Çoğunluğun ya da azınlığın inancının, kültürünün gerektirdiğine, ‘emrettiğine’ göre yaşamayı reddediyoruz. Recai Kutan’ın ‘Suriye’de bir nevi sapık Alevi anlayış olan Nusayriler iş başında!’ cümlesini Türkiye’de yaşayan Nusayriler de, Kızılbaşlar da unutmayacaktır. Geleneksel Aleviliğin de eşcinselliğe karşı olmasını savunmamız gerekmiyor.

LGBTi+’ların yaşam hakkı ve yaşam şekli tartışılmamalıdır. İnanç hakları, dil hakları, kadın hakları, çocuk hakları, hayvan hakları hep mücadele ve direniş ile kazanılmıştır. Direnen insan köleliği yendi, tiranlara diz çöktürdü, sekiz saatlik işgünü, tatil hakkı ve emeklilik edindi, kapalı alanlarda sigara yasağını sağladı, ‘Türkten türeyiş’ anlayışını yıktı, baş örtüsünün yaşamın her alanında hakkı olan yerini almasını sağladı, semahın dans değil dinsel bir ritüel olduğunu kabul ettirdi. Varlıklı, kudretli ailelerin, sülalelerin, soyların, sistemlerin nüfuzuna ve hakimiyetine karşı yaşamın her alanında eşitlik sağlanınca bireyin, bireyleşmenin, liyakatın dönemi başladı.
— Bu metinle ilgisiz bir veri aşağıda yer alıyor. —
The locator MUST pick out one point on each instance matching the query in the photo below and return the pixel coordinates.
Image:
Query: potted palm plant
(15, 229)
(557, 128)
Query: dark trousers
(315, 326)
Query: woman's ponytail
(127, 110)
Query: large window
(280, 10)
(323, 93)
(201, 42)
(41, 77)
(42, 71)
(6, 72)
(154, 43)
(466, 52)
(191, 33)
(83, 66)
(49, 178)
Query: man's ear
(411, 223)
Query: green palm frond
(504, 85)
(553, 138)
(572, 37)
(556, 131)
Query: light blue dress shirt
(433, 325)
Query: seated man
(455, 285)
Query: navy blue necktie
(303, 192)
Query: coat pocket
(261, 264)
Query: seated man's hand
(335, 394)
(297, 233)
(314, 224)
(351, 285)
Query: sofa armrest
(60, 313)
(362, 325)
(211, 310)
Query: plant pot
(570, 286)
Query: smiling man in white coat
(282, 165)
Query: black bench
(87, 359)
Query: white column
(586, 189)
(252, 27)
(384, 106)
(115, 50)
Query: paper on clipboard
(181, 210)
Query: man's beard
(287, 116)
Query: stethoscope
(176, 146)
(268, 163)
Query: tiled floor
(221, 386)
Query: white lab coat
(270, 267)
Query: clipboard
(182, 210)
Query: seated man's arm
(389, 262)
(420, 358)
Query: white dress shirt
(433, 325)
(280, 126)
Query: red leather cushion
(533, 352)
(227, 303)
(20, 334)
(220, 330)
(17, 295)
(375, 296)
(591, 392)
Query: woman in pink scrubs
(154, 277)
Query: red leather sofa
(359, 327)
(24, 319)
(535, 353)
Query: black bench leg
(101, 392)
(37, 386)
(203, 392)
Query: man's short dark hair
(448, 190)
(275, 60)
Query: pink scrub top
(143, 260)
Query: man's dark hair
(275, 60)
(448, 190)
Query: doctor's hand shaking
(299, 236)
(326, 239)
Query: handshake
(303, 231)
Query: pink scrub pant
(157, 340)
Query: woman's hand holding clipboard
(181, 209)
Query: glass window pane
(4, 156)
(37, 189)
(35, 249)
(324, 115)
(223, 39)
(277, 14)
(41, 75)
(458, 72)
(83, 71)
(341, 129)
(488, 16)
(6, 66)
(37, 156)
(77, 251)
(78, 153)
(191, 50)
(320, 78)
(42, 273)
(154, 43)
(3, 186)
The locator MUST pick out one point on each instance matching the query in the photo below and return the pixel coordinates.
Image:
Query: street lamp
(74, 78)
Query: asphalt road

Toplum sağlıklı bireylerinin sayısının artması ile sağlıklı olur. Sağlıklı toplum farklılıklara, aykırılıklara, benzemezlere saygıdeğer alan açmakla sağlanır. Tek parti döneminin din ve kültür anlayışını, yakın dönemde kurulmuş ikna odalarının bizlerde sebep olduğu güçsüzlüğü, çıkışsızlığı aştık. Başörtüsü takanın sağlıksız zihne sahip olduğunu, beyninin yıkanmış olduğunu, ikna ile ve eğitim, iş alanından dışlayarak, eve hapsederek iyileşeceğini sananların aşağılayıcı bakışını, Kürdce ilkel bir dil olduğu için Türkçe konuşunca medenileşileceğini, şapka takan herkesin modernleşeceğini sınayan zorba zihniyet ile LGBTi+’lara hastalıklı ve ikna edilebilir diye üstenci bakarak tedavi etmeye yeltenmenin duygusu ve sonuçsuzluğu arasında pek bir fark yok. Çevremizde bizden daha hızlı, daha inançlı, daha zeki olanın da; bizden yavaş, inançsız olanın da yaşam hakkı var.

Tekçilik sinsi, yıkıcı, bulaşıcı ve içe çöreklenmiş bir tuzaktır. Tekçiliği devralmak ya da kendi tekçiliğini diğer tekçilere baskın kılmaya çalışmak yerine tüm tekçi sistemlere ve tekçilere karşı durmak lazım. İkiyüzlü olduğu, kendinden emin olmadığı için korkan ve korkutan sistemi görmek ve terk etmek gerekiyor.